Peter Maybarduk, director of the drug access program at the Washington, D.C.-based advocacy group Public Citizen, praised these measures and hoped they would continue under a potential Harris administration. “The Biden-Harris administration has been the strongest to date in the fight against outrageous drug prices and has set the country on a long path of drug personalization,” he says.
Women's Health
Harris has been more outspoken in support of abortion rights than Biden. Last December, she launched a national tour for reproductive freedoms, becoming the first U.S. vice president ever to visit an abortion clinic.
This was a key issue for voters in the US, with 63% of the population believing that abortion should be legal in all or most cases, such as one Pew Research Center survey in Washington DC. Support for abortion rights after being defeated by the Dobbs v. Jackson Women’s Health Organization decision were severely restricted in 2022, may have fueled important democratic successes last year. “The fact that she's willing to talk about this will be huge because this is a winning issue for Democrats,” said Melissa Murray, a reproductive rights expert at New York University in New York City. “It is an important difference between the two parties, and the person who can make this case most clearly to the American audience will be in a stronger position.”
Harris' approach to reproductive justice is not limited to access to contraception and abortion, Murray notes. The Vice President has also advocated for population issues related to maternal health and emphasizes the need to implicit bias against black women counteract in the healthcare system. This approach “takes seriously the needs of women of color, who may be more deeply affected by attacks on reproductive freedom, as we have seen in the two years since Dobbs,” Murray says.
Climate and environment
Harris has long advocated for action on climate and environmental justice, says Leah Stokes, a climate policy researcher at the University of California, Santa Barbara. As district attorney in San Francisco and then attorney general of the state of California, Harris became a champion for communities on the front lines of fossil fuel pollution, Stokes says. Harris followed a similar path in her work on public health and the environment as a senator from 2017-2021.
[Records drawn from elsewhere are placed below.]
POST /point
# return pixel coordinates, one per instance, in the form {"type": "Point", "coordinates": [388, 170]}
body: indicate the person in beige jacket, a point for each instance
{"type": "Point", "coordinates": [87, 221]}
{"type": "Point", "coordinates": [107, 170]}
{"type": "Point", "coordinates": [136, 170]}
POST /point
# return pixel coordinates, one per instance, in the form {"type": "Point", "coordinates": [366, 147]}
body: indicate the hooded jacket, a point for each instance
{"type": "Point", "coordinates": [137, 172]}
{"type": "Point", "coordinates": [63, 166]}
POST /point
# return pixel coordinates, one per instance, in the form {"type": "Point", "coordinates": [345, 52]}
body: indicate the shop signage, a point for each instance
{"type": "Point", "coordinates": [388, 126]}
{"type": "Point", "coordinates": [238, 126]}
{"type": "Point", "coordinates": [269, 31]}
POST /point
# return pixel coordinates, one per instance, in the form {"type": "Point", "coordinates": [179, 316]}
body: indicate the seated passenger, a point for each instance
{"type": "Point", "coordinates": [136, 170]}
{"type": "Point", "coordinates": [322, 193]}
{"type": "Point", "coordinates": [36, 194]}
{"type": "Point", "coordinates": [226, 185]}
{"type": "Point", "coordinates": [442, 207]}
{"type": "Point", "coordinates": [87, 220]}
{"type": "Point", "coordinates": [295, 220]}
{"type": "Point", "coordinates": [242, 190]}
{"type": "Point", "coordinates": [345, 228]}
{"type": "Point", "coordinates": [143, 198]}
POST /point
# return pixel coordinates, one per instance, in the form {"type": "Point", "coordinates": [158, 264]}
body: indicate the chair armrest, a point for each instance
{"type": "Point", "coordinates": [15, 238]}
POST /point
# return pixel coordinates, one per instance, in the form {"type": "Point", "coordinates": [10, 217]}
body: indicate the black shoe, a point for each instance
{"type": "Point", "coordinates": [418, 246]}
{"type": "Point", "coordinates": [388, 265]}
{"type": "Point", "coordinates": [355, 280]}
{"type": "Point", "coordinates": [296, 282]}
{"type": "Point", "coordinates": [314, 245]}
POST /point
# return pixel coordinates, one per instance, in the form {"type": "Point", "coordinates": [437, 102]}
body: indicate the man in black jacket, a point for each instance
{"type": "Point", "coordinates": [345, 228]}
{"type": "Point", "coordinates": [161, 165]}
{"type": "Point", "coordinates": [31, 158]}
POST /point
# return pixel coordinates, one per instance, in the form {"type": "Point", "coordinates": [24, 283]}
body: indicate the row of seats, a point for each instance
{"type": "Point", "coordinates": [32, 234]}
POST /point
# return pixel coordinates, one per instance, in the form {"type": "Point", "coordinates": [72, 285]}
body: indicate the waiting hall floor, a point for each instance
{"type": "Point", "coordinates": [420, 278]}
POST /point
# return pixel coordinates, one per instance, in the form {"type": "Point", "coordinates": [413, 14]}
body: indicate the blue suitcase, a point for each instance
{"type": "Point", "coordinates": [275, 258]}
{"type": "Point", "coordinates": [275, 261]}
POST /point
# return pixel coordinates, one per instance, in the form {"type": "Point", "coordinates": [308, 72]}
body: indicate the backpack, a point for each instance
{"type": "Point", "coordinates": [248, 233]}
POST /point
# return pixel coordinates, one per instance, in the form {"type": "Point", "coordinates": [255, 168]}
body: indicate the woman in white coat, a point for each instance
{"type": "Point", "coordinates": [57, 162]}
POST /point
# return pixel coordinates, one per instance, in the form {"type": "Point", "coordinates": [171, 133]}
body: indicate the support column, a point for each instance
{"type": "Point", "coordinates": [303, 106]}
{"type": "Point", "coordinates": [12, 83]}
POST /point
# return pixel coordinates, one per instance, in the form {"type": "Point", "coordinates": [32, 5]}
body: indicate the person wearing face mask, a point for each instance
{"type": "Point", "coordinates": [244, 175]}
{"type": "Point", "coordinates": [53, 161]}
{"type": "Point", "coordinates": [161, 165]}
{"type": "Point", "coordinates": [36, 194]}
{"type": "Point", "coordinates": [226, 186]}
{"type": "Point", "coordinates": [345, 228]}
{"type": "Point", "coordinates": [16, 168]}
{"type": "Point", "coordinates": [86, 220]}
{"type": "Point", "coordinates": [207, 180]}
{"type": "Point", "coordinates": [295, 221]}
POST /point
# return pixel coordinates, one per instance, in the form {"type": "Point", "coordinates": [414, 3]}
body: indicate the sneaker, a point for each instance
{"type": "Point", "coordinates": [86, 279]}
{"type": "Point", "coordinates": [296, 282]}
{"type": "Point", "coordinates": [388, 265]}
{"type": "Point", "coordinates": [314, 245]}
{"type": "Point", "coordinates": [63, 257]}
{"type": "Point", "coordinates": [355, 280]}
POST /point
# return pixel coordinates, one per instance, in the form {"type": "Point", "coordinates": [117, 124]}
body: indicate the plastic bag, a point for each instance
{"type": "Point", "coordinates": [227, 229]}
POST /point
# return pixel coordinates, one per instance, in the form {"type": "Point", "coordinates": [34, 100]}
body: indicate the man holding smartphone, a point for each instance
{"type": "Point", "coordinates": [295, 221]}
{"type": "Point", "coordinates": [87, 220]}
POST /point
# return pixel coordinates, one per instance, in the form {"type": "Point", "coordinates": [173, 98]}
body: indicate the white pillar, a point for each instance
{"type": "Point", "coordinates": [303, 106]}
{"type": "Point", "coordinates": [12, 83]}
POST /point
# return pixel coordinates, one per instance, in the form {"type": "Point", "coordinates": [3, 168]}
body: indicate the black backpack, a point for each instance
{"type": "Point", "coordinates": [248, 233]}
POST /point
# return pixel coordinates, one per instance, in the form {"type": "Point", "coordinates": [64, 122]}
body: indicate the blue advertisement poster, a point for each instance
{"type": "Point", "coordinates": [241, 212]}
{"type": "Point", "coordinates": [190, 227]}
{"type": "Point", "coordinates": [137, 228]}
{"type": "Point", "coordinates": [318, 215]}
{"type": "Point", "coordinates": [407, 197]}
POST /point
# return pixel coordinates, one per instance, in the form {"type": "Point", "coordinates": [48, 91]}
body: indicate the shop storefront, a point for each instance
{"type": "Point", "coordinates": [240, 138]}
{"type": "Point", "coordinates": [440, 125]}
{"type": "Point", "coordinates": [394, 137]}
If she wins in November, Harris is expected to carry both the momentum and the unprecedented investments that Biden has brought to the climate movement in the USA. This includes providing more than $1 trillion for clean energy and climate change over a decade, a legislative achievement that many energy experts say could greatly reduce U.S. greenhouse gas emissions in the coming decades.
“Harris and Biden are aligned on climate, and that’s exactly what we need,” Stokes said. “Our 2030 goals are just around the corner and we cannot afford to set back progress for another four years.”